La settimana della moda londinese è appena giunta al termine lasciando prontamente spazio alle passerelle di Milano, e la domanda che proprio non riesco a non pormi è la seguente: perché alcune città, con i loro artisti, designer ed atmosfere riescono meglio di altre ad interpretare quello che è lo spirito del nostro tempo, quel Zeitgeist di cui molti filosofi del primo novecento parlano, ma che pochi sono stati e sono attualmente in grado di cogliere?
Appurato il generale stato di inerzia creativa in cui il fashion system tutto sembra sostare (fatta eccezione di rari, rarissimi casi), l’unica cosa che ci rimane da fare è infatti quella di notare e conseguentemente lodare a gran voce là dove lo sforzo di creare qualcosa di nuovo, di raccontare una storia diversa dalle altre c’è, senza troppi indugi o ripensamenti.
E a Londra tutto questo accade. I designer non hanno paura di mostrare, di osare, ed eventualmente di sbagliare, creando non solo abiti ma veri e propri modelli di riferimento stilistici, artistici e culturali per i creativi del futuro.

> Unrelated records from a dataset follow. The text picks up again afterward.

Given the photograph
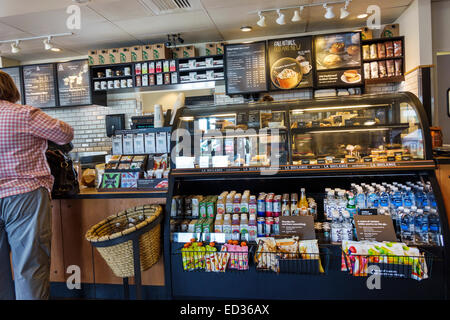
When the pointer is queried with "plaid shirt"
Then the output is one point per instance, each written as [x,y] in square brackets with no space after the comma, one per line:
[24,132]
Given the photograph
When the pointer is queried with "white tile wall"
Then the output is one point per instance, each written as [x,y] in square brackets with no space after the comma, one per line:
[89,123]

Si passa infatti da una monumentale e contemporanea estetica del bello in Burberry, dove il direttore artistico Christopher Bailey disegna l’intera collezione ispirandosi alle tanto amate sculture di Henry Moore, ad una militante e caotica femminilità portata avanti dalla designer irlandese Simone Rocha, la quale veste con estrema maestria le femministe di oggi, così come quelle di domani.

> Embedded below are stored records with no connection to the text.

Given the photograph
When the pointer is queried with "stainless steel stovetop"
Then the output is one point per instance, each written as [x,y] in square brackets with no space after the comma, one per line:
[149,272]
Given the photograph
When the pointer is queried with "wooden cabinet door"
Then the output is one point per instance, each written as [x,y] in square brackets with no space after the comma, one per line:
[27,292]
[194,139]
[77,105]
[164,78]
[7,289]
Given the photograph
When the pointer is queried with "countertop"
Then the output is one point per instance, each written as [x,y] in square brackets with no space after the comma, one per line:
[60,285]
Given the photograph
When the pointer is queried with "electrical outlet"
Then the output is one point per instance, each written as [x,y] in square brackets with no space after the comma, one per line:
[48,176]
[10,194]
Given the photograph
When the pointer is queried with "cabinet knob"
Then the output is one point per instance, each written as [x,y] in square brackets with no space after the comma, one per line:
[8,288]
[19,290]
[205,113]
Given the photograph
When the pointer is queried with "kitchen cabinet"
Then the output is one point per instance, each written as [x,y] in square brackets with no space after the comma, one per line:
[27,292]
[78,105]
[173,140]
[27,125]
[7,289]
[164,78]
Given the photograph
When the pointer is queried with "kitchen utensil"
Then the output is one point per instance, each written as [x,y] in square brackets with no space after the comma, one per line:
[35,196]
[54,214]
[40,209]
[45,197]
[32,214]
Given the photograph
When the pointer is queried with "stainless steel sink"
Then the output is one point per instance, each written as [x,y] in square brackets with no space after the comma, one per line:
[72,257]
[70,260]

C’è poi la macabra estetica del gotico rivisitato in chiave sadomaso di Gareth Pugh e la passione smisurata del tulle dai toni pastello di Molly Goddard, la quale trasforma il suo fashion show come un grande e distopico carillon.

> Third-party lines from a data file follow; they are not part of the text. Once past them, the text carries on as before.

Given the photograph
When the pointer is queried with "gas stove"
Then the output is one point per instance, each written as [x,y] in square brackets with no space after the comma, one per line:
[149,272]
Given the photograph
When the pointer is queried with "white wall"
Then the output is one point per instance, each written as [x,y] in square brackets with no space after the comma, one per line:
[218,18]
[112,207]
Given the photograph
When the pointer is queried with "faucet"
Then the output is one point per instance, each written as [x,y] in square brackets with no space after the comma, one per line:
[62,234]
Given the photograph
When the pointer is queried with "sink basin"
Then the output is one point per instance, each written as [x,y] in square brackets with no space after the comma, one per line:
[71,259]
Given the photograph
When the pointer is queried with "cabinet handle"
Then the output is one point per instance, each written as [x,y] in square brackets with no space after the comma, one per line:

Se invece da Marques Almeida le precise geometrie delle stampe risaltano il contrasto dei tagli svasati e destrutturati, delle moderne eroine austeniane sfilano da Erdem, con stampe e tessuti tanto opulenti quanto misurati.
Londra è quindi progresso, ma anche tradizione, è lealtà ai propri ideali creativi, è incontro e scontro, è contraddizione, ma Londra, più di tutto è quel faro di speranza di cui tutto il sistema moda ha estremamente bisogno.